Senate Readying Legislation on Offshore Entities and Unrealized Business Income Tax, Energy Commodities Speculation
Legislation ending the tax breaks that speculators in energy and other commodities enjoy is being readied in the Senate Finance Committee. The legislation would also prevent tax-exempt organizations such as pension funds from avoiding tax on unrelated business taxable income by holding commodities through an offshore foreign blocker company.
Under current tax law, commercial buyers, such as airlines, who need to buy energy futures contracts in order to run their businesses pay ordinary income tax on any profits from such trading. By contrast, for-profit speculators pay lower capital gains rates on their profits and tax-exempt investors, such as pension funds and university endowments, pay no taxes on these investments. Under a bipartisan bill being drafted by Senators Ron Wyden and Charles Grassley, everyone directly purchasing oil and natural gas, or indirectly through futures contracts, commodity index funds or other investment strategies, would be taxed as if they were commercial commodity traders.
Foreign Blocker Companies
The Senate Finance Committee has long been concerned that non-profit entities such a pension funds, which represent some of the largest investors in hedge funds, are using offshore structures to avoid the unrealized business income tax. Federal tax law requires non-profit investors that invest directly in hedge fund partnerships to pay the unrealized business income tax.

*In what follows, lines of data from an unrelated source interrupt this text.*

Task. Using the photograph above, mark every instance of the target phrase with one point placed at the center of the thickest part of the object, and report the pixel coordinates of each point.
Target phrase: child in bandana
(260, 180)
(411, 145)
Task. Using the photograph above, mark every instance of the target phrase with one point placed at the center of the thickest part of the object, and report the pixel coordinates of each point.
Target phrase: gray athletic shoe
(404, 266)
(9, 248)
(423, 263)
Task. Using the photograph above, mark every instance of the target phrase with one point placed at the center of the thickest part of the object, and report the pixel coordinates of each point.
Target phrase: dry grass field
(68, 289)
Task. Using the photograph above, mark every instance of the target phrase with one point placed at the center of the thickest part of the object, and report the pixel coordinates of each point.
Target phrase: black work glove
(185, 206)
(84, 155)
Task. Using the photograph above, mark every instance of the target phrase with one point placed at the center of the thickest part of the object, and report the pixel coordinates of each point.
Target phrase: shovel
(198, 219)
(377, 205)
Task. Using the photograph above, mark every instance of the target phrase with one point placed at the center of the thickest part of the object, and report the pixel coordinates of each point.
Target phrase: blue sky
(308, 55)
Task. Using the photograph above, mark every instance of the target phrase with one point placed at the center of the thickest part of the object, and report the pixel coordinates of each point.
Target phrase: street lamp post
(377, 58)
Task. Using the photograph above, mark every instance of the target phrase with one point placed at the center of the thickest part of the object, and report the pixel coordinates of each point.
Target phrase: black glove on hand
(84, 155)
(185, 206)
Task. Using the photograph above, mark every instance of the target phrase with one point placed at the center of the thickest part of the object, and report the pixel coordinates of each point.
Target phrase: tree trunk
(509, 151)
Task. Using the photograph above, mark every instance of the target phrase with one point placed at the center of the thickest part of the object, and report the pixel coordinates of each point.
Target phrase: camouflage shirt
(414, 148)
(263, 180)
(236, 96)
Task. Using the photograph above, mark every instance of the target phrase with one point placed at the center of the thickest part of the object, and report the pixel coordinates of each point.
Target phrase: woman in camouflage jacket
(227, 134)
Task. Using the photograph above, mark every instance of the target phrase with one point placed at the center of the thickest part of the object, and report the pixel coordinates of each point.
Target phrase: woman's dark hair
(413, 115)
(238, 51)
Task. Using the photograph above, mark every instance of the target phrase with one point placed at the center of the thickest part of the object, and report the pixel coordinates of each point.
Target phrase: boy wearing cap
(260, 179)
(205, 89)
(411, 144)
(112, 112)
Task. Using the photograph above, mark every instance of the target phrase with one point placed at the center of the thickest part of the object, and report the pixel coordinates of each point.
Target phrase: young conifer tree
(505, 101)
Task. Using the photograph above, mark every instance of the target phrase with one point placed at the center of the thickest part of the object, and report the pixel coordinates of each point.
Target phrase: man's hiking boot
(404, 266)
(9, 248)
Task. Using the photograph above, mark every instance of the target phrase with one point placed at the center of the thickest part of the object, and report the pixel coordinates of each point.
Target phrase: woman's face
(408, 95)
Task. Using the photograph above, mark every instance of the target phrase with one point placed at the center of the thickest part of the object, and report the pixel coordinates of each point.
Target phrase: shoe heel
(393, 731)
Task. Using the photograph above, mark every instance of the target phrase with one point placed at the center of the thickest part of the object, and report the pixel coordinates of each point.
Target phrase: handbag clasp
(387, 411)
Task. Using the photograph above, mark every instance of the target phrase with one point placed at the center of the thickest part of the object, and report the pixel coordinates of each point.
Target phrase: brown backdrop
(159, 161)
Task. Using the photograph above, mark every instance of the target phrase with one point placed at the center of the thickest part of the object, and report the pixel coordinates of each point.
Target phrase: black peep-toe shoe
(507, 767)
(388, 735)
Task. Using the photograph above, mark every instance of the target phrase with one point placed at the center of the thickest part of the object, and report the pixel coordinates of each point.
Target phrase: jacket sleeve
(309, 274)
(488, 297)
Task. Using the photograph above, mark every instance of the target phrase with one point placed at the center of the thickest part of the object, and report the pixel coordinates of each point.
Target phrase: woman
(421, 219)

Specifically, Internal Revenue Code section 511 imposes tax on the unrelated business taxable income (UBTI) of organizations that otherwise are exempt from tax, such as charities and pension funds. UBTI generally is taxed at the rates applicable to business corporations. A primary reason for imposing the unrelated business income tax was to end a source of unfair competition by placing the unrelated business activities of exempt organizations on the same tax basis as the nonexempt business endeavors with which they compete.
To avoid UBTI, non-profit investors sometimes invest in hedge funds through offshore entities incorporated in low or no tax jurisdictions. These offshore entities are known as foreign blocker companies. The tax-exempt organization invests in the blocker company, which in turn invests in a hedge fund or other similar debt-financed investment. Income from the hedge fund is distributed to the blocker corporation, which pays little or no tax on the income as a result of the jurisdiction in which it is established. The corporation in turn pays the income to the tax-exempt investor as a dividend. Because dividends are not subject to UBTI, the income from the hedge fund is not taxable to the tax-exempt investor and the debt-financed income rules are avoided.
Commenters have observed that most hedge funds are partnerships and, absent the blocker entity, debt-financed income would be passed through to the tax-exempt investor as debt-financed income and would be subject to tax. Thus, there is reliance currently being placed on the IRS private letter rulings upholding the treatment of income received from a foreign corporation used as a blocker entity as a dividend that is not subject to UBTI.
The IRS has concluded in a series of private letter rulings that when UBTI-producing assets are owned by a corporation and an exempt organization invests directly or indirectly in such corporation the exempt organization will not recognize UBTI as a result of the investment. Thus, blocker companies are interposed between an exempt organization investor and assets that would give rise to UBTI if owned by the exempt organization directly.
The legislation would amends the Code to require tax exempt organizations to take income, gain, or loss with respect to applicable commodities into account as income, gain, or loss as unrelated business taxable income, which is taxable at the rates applicable to corporations or trusts. In order to prevent a tax-exempt organization from avoiding tax on UBTI by holding commodities through a foreign blocker corporation, the bill imposes a look-through rule requiring a tax-exempt organization that directly or indirectly owns stock in a foreign corporation to treat as UBTI its pro rata share any income, gain, or loss of such corporation with respect to any applicable commodity. Where a tax-exempt organization sells stock of a foreign corporation that holds applicable commodities, the portion of the tax exempt organization’s gain or loss that is attributable to unrecognized gain or loss of the foreign corporation with respect to applicable commodities is treated as UBTI.